可那样的他,什么都得不到,什么都保护不了。
“钟南初,你来告诉她,如果是你,有人告诉你要取走斋老的心,你会怎么做?”
心?
钟南初有点听不明白。
掌门师尊的意思,方才那道威力强大的天雷,是因为姜师妹……取走了江斋老的心?
这怎么可能?!
但师尊有命,他不敢不答,遂跟着姜璃浅一起,拂衣跪下:“回师尊,斋老之事兹事体大,弟子……”他低头,“弟子会先禀报师尊,或禀报可管此事的长老,以顾周全。”
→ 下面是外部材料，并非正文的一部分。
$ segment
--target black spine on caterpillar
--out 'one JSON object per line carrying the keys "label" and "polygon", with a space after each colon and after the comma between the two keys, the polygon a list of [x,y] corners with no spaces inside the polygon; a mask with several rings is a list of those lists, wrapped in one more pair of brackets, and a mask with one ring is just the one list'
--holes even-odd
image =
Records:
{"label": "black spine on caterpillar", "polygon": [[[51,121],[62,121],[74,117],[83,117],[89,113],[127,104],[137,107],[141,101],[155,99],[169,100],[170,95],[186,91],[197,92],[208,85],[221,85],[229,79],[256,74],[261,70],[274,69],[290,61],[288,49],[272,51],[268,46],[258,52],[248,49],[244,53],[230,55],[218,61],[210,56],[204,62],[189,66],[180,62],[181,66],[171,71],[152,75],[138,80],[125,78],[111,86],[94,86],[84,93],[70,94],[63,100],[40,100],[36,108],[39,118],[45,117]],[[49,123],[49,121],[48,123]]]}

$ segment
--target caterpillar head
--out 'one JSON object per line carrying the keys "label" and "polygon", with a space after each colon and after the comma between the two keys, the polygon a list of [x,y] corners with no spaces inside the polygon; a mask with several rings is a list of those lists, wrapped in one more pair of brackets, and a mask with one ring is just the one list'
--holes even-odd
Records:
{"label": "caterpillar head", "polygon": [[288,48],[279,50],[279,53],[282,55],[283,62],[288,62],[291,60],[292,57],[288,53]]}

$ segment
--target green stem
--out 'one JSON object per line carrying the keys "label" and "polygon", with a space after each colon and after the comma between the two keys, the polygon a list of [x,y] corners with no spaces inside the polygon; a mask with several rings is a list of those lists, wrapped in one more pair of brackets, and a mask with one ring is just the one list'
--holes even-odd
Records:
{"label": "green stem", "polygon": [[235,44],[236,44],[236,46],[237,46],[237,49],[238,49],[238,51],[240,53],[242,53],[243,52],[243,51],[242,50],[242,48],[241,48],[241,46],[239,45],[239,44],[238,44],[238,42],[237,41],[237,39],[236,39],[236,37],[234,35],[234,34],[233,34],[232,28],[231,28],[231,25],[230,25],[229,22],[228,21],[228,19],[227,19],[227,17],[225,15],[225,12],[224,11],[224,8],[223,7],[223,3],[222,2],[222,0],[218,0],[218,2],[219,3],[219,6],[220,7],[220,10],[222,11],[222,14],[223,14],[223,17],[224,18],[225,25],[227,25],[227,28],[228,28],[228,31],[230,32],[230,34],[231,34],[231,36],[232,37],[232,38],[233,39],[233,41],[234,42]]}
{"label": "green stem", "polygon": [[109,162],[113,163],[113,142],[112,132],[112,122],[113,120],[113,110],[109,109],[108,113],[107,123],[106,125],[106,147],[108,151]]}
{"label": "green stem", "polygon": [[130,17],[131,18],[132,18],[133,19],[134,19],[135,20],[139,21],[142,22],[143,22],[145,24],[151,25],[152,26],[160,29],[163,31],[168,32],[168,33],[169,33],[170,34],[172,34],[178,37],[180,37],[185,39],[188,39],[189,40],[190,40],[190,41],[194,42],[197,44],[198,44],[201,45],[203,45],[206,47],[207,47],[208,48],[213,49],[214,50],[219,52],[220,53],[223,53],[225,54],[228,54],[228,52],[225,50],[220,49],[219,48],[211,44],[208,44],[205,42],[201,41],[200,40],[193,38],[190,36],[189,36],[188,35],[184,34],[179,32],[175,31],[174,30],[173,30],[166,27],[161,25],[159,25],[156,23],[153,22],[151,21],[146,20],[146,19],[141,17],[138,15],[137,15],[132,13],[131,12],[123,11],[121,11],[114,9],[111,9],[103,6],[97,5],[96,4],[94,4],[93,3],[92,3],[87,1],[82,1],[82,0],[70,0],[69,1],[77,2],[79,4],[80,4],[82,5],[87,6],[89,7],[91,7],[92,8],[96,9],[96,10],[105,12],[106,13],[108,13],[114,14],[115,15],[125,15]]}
说完,他又忍不住替姜璃浅开脱:“师尊,弟子愚钝,修为不济,阅历不够,故而此番作为,不过姜师妹不同于弟子们,她可以一个人判断是非,她也有能力……”
清止已经抬手,止了他要继续说下去的话,眼神冷冷扫向了跪在地上的姜璃浅。
姜璃浅听到钟南初的回答,后知后觉隐约明白了些什么,那种感觉朦朦胧胧的,像是落在水里,似乎能摸得到,又似乎隔了好远好远。
颤动的眸光在她眼中流转,又化为不得窥见的朦胧细雨。
识时务者为俊杰,她不是不知变通,非要和掌门争执到底,可心中总有股不忿让她不愿意承认自己的错误,更不愿向清止仙尊低头。
她抿紧唇,双拳在袖口下攥得死紧。
本以为她的默然不语,定然会继续招来清止仙尊的责骂,可出乎意料的,清止看到她这副倔强的模样,竟然很落寞,很疲惫地,闭了闭眼。
对,是落寞,是疲惫。
这是两辈子姜璃浅都没见过的神色,在她如同云端之上,深不可测的清止师尊脸上。
他不该有这样的情绪的。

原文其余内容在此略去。